If the University of Oklahoma had a vocal music pedigree, Fred Waring’s fingerprints would be all over it.
Waring, a famed 1940s and 1950s bandleader and television and radio personality, was known as the father of modern choral music. He played a key role in OU Dean of Fine Arts Rich Taylor’s career and left behind tangible pieces of OU music history that still ring out across the University every day.
Waring’s NBC Radio program, “Chesterfield Pleasure Time,” was heard by as many as 20 million listeners each week and featured a glee club of former college singers. Schools throughout the nation competed to have Waring write fight songs for their teams by collecting Chesterfield cigarette packs. In 1939, OU students won. The end result was “O.K. Oklahoma: We’ll March Down the Field,” a tune Sooner football fans would recognize in a heartbeat and one that can be heard pealing regularly from the Oklahoma Memorial Union clock tower.
A few years later, in 1942, Waring launched the “Pleasure Time National Glee Club Competition,” which drew 140 entries. OU was named one of eight regional champions, and its 31 members traveled to New York City with Director Lara Hoggard.
“It was my first time to sleep on a train. I remember that so well,” says 1942 Men’s Glee Club member Bob Harris, of Cincinnati, Ohio, whose 1947 OU degree was in petroleum and geological engineering. Shortly after arriving, Harris says that the eight clubs were shepherded into a hotel ballroom and taught several Italian songs by Waring’s young glee club director, Robert Shaw. Shaw, who conducted the assembled competitors while standing on a grand piano in his undershirt, went on to become classical music’s best-known choral conductor and the recipient of 13 Grammy Awards and the Kennedy Center Honors.

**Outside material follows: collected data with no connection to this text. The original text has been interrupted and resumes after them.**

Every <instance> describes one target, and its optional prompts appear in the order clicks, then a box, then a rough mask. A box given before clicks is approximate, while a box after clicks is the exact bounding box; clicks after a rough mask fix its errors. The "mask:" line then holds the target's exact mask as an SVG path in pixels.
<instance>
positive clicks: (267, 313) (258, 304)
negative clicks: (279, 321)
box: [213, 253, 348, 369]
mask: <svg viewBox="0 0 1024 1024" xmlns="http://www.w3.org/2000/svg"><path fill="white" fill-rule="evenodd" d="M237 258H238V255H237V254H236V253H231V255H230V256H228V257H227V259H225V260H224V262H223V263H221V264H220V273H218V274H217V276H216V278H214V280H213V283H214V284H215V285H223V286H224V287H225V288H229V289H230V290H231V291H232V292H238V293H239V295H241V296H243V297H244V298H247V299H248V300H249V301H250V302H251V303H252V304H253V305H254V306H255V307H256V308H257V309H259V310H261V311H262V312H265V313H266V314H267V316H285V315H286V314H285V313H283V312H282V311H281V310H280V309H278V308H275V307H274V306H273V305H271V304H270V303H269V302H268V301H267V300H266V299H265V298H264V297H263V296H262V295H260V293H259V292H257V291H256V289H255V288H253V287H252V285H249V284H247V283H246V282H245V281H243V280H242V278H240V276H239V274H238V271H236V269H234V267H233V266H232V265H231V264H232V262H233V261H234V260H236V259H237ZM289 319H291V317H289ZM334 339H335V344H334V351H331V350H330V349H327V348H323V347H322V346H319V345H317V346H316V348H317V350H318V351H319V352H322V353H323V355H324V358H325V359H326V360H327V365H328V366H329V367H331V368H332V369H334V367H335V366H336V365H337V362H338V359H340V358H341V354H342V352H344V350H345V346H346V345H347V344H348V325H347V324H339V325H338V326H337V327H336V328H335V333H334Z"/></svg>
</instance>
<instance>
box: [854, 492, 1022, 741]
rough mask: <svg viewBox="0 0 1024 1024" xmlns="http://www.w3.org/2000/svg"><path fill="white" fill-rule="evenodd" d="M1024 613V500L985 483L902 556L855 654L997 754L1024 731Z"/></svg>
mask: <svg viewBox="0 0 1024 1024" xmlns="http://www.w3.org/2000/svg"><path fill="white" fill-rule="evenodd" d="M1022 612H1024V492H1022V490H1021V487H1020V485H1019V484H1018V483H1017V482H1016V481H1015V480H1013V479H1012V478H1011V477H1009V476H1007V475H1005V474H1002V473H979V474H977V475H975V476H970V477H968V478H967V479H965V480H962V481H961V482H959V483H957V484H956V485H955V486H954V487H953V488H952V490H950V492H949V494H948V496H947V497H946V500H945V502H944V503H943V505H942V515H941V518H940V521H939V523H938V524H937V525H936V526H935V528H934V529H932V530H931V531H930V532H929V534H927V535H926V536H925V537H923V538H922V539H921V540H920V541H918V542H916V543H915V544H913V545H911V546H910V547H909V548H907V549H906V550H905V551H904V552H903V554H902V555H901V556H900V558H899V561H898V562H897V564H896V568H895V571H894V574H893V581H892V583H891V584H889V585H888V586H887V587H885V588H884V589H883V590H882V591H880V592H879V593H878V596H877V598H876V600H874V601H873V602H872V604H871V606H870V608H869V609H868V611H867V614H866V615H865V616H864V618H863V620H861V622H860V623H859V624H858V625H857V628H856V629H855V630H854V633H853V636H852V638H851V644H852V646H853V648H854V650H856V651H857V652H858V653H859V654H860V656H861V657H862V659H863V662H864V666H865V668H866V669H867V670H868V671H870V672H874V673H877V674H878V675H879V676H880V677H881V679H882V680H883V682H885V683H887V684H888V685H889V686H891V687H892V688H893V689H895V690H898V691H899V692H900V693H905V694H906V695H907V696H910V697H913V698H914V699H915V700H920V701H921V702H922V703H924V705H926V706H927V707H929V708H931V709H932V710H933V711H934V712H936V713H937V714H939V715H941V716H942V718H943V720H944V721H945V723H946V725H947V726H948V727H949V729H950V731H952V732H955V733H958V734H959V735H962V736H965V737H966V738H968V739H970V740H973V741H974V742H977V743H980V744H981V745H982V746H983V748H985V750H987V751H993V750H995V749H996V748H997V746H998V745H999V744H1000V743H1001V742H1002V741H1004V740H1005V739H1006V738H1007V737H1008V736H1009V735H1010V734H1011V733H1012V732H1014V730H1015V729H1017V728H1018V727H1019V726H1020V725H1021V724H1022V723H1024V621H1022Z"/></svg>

Harris says the singers were then transported to New York City Hall, where they serenaded legendary Mayor Fiorello LaGuardia. The next night, OU’s glee club played Carnegie Hall in a nationwide broadcast emceed by Waring himself. The glee clubs were scrutinized by a judging panel that included LaGuardia, the managing director of Radio City Music Hall and theatrical producer George Abbott, who later wrote and directed many Broadway plays and Hollywood films and earned both the Pulitzer Prize and seven Tony Awards.
“That was a really special time. It was so exciting,” Harris says of the glee club’s big night.
Judges picked the University of Rochester as the winner at a special banquet where OU was recognized with a trophy for “Best Choral Tune.” The OU students returned to Norman and the group hosted a series of farewell concerts as its members and friends headed off to World War II. Harris himself was soon gone to the U.S. Army 103rd Infantry Division.
After the war, he returned to OU to finish his engineering degree and discovered that Hoggard, his former glee club director, had been snapped up by Waring as choral director. Harris later contacted Hoggard, who gave him an audition—and a job. For the next 15 years, Harris would perform as a choral singer for Waring’s programs and on TV musical variety shows that ranged from Perry Como to Garry Moore. He also raised a family of three boys that includes former OU student and four-time Academy Award-nominated actor and director Ed Harris. Bob Harris later returned to his alma mater as a staff member in the development office.
“I never spent a summer in an oilfield,” Bob Harris quipped, though he proudly points out that he still is a member of the Tau Beta Pi engineering fraternity. Like Dean Taylor, Harris knows that his life story might have been very different if he had not crossed paths with Fred Waring while still an OU student.
“There is a host of people who are indebted to Waring in one way or another,” he says.